MCD is a domestic NGO devoted to ecosystem security and sustainable development in coastal communities (check it out here). They are working with SIDA (the Swedish International Development Cooperation Agency, don't ask me where the c went) on a three year project to address sustainable development, natural resource management, and climate change in two UNESCO biosphere reserves. They have given me the space and support to perform research that lines my interests up with their SIDA project. I am studying the institutional capacity of local governance institutions in the Red River Delta Biosphere Reserve and Cat Ba Biosphere Reserve to integrate climate change adaptation and mitigation into their local policies and projects. It is a new project, and a kind of research they have not done before. They are sending me to each biosphere reserve to conduct interviews and surveys of key decision makers. Ideally, this will culminate in an article I have written, that MCD will use to inform their role in climate change and biosphere reserve management, and will be published in a journal or topical magazine. I do no administrative work, my time at MCD is devoted completely to the project. I am doing all the background research/literature review, designing the fieldwork and methodology, conducting the interviews, and interpreting the results. MCD is providing feedback and support throughout the process, setting up the interviews, and helping with translation. It almost feels more like a collaborative research project than an internship, but I wouldn't be able to do this kind of work without their support.

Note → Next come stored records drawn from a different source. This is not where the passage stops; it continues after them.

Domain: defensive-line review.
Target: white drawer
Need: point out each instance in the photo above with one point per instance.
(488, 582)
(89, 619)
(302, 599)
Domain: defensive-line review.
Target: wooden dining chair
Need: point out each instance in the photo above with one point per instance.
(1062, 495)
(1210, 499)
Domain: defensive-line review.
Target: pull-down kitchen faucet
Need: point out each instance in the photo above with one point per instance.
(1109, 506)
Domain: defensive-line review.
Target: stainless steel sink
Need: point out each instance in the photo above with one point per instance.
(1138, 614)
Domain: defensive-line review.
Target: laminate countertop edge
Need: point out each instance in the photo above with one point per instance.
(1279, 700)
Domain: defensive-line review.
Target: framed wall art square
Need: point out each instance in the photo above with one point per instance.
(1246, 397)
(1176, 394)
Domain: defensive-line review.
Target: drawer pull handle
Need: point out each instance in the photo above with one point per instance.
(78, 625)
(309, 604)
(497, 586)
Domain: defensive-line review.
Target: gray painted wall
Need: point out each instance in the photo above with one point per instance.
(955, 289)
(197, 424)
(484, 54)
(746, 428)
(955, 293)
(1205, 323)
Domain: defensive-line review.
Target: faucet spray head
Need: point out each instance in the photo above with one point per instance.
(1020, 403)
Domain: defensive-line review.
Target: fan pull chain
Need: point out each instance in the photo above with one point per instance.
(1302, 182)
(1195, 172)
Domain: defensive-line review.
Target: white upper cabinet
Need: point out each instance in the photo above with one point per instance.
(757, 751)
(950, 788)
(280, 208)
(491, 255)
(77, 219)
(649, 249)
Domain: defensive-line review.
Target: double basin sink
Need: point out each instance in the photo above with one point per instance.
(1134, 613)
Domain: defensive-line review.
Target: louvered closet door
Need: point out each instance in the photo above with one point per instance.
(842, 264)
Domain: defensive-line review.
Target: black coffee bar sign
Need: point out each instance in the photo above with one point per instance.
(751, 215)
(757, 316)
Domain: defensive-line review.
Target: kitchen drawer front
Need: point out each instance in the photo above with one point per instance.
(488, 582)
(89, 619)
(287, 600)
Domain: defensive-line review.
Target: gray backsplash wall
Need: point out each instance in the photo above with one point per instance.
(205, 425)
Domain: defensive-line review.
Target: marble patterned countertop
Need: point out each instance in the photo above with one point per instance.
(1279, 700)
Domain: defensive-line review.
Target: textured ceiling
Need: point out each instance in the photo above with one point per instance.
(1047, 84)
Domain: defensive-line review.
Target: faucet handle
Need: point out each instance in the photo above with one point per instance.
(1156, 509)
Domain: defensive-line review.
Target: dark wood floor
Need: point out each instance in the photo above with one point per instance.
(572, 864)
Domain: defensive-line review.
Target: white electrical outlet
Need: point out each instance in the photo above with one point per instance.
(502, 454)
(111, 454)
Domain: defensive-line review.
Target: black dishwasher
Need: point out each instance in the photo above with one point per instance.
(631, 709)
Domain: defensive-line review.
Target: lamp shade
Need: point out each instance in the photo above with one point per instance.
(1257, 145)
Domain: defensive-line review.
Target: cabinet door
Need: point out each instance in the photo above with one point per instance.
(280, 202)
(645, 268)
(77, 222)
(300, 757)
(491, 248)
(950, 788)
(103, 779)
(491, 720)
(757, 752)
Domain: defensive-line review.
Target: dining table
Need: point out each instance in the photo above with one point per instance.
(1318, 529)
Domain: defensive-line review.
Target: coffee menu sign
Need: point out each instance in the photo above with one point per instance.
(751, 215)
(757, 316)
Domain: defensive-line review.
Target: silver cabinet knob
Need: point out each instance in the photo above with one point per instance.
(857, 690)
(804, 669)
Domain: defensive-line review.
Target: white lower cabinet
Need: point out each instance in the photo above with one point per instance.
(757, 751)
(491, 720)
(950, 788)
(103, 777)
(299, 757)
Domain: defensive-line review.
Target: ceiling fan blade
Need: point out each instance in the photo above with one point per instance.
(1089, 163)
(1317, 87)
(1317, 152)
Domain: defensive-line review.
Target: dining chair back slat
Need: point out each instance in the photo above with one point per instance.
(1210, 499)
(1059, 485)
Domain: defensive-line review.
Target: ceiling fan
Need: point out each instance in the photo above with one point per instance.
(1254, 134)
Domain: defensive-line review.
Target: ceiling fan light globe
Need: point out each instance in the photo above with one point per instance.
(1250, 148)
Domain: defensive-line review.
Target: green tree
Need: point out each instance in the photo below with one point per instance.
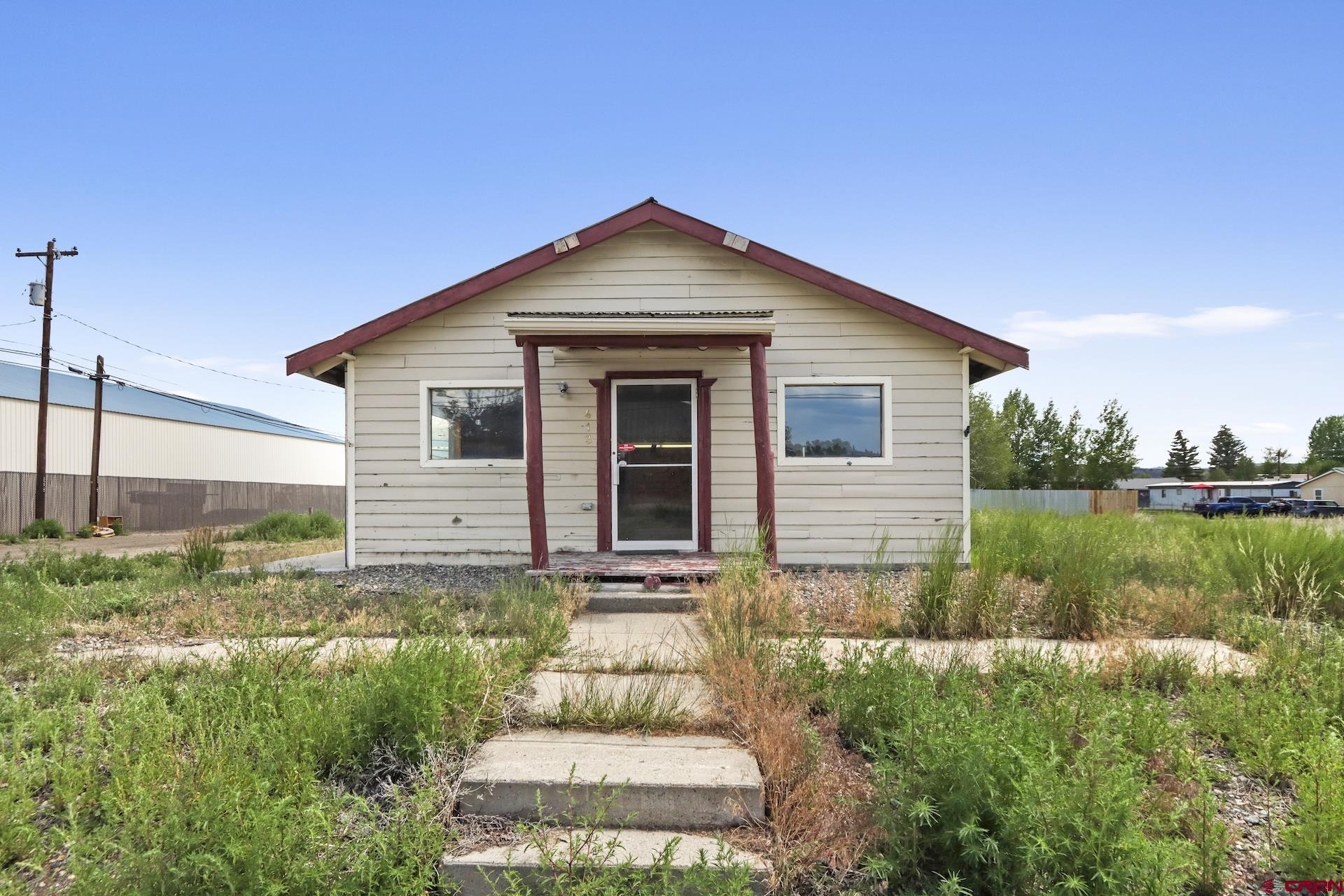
(1182, 458)
(1066, 454)
(1225, 451)
(1275, 461)
(991, 454)
(1327, 441)
(1245, 468)
(1110, 453)
(1019, 421)
(1044, 437)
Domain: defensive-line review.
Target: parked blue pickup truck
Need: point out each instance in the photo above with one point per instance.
(1224, 507)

A quick note if you are thinking about an internship or Vietnam: To get to work you'll have to either take the bus or rent a motor bike. A car or motorbike taxi's will be too expensive to use twice a day. If you're on a budget (read cheap) like myself you'll opt for the bus. Renting a motorbike might cost you between $50 and 70$ plus a month in addition to gas and repair. The bus however, costs about 3,000 dong (vnd) a bus ride. To give you some perspective, right now $1 = about 20600 vnd. So the bus costs you somewhere around $0.15 a ride. If you're like me and you have to take two buses to get to the office you spend 12,000 vnd ($0.58) on the bus a day. You can always buy the monthly pass though, its only 80,000 vnd (a little less than $4).
Should you decide to take the bus, bring running shoes and get ready to throw an elbow or two. Once you're on the bus it's smooth sailing, the man who gives out tickets is more than happy to help confused foreigners not miss their respective stops, it's getting there that's the challenge. It's a rare thing to find a bus driver in Vietnam who believes in coming to a complete stop. The bus will slowly roll along the stop, opening only one of its two doors to let about fifteen people spill out as another fifteen jog along and shove their way aboard. It's quite a sight to behold. I've only seen the bus leave someone behind once, you'll probably make it.